A obstrução acontece sobretudo pela combinação de óleos naturais do café, micro-partículas de pó e minerais presentes na água (em especial, o calcário). Em cada utilização fica uma película fina destes resíduos na malha do filtro e nas paredes internas da máquina; com o tempo, essa camada acumula-se e começa a dificultar a passagem uniforme da água.
Em zonas com água mais “dura”, a situação agrava-se devido à formação de placas de calcário que se fixam nas condutas internas. Além disso, uma moagem demasiado fina, cápsulas danificadas ou a utilização incorrecta de café moído em máquinas destinadas a cápsulas podem acrescentar ainda mais partículas. O resultado é uma bomba a trabalhar com maior esforço e, por consequência, menor durabilidade do equipamento.
Veja um vídeo no Instagram, no perfil piradosporcafe, que mostra como evitar o entupimento do filtro de café.
Como o filtro entupido altera o sabor e o funcionamento da máquina de café?
Quando o filtro já não está em boas condições, a água pode ficar demasiado tempo em contacto com o café moído ou então procura “atalhos” pelas zonas menos bloqueadas. Isto provoca uma extracção irregular: ora a chávena sai mais amarga e pesada, ora fica aguada e sem corpo. É comum também surgir um aroma menos agradável, associado à oxidação de óleos antigos retidos no filtro.
Alguns indícios ajudam a perceber que o filtro está a comprometer o sabor e o desempenho da máquina - e que um simples passar por água no fim não está a chegar:
- Caudal de café mais lento ou irregular, com paragens durante a extracção.
- Mais tempo para encher a chávena, usando a mesma quantidade de água.
- Aroma mais intenso e pesado, com cheiro menos agradável.
- Resíduos visíveis no filtro, no porta-filtro ou em cápsulas reutilizáveis.
- Ruídos diferentes na máquina, a indicar maior esforço da bomba.
Como e com que frequência limpar o filtro da máquina de café?

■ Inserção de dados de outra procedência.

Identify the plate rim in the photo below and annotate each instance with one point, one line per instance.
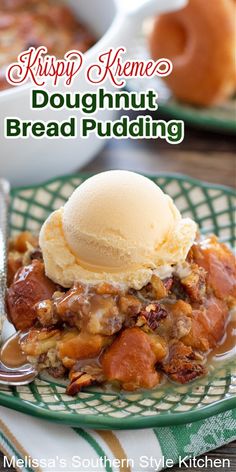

A periodicidade ideal depende do volume de utilização e da qualidade da água, mas uma rotina simples ajuda a evitar entupimentos e a manter o sabor do café. Em locais com utilização intensa, como escritórios, este cuidado deve ser mais apertado para não forçar a máquina e para garantir consistência ao longo do dia.
Na prática, costuma seguir-se uma limpeza diária (passar por água corrente), uma limpeza semanal com detergente neutro e a descalcificação a cada 1 a 3 meses, consoante a dureza da água. Nos ciclos de descalcificação, a solução deve circular pela máquina como se estivesse a tirar um café, mas sem café moído, e depois devem fazer-se alguns ciclos apenas com água limpa para remover quaisquer vestígios do produto.
Quando a limpeza deixa de resolver e é hora de substituir o filtro?
Mesmo com bons hábitos, chega uma fase em que o filtro perde eficácia por desgaste natural. Uma malha deformada, microfuros irregulares, manchas que não saem ou sinais de ferrugem indicam que a filtragem já não está a funcionar como devia - o que pode deixar passar partículas para a chávena e manter um caudal instável.
Se as obstruções voltam pouco tempo depois de limpezas bem feitas, se aparecem pequenos grãos na bebida ou se persistem odores, a troca do filtro tende a ser a solução mais indicada. Substituir o filtro no momento certo, juntamente com higiene regular e descalcificação adequada, ajuda a estabilizar o sabor, prolonga a vida útil da máquina e torna a preparação diária mais previsível e mais agradável para quem valoriza um bom café.